After April's massive catch up surge (following March's weather-driven dip), Housing Starts and Permits data was expected to slow (or contract) in April as higher rates, and even higher prices (amid demand and higher commodity costs) begin to stymie the unprecedented buying-panic in the housing market over the past year. However, the retracement was far larger with Starts plunging 9.5% MoM (against -2.0% MoM expected) after March's upwardly revised 19.8% rise and Permits rising just 0.3% MoM (half the expected 0.6% MoM rise) after March's revised lower 1.7% rise...
Is the housing boom over?
Housing Starts plunge was dominated by a 13.4% plunge in Single-family home starts (while Multi-family (Rental) was up 4.0%)...
Housing Permits saw the opposite pattern to Starts with Single Family down 3.8% and Multi-family (Rental) up 11.1%
The Midwest saw Starts crash 34.8% (and the South dropped 11.5%) while The West (+9.0%) and Northeast (+6.2%) both rose.

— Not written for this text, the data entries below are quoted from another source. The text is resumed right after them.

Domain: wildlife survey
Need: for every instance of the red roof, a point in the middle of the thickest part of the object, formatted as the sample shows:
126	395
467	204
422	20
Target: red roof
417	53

The Widwest also led the weakness in Permits, dropping 9.9%, along with The West (-4.1%) while The South (+3.9%) and Northeast (+8.4%) both saw increased activity.
Finally, as we noted yesterday, the vast gap of incredulity between homebuilders' record high confidence and homebuyers' record low confidence remains a key harbinger of problems ahead (and/or perhaps a sign of the inexorably growing inequality gap created by The Fed)...
Get back to work escaping that box you're in Mr. Powell.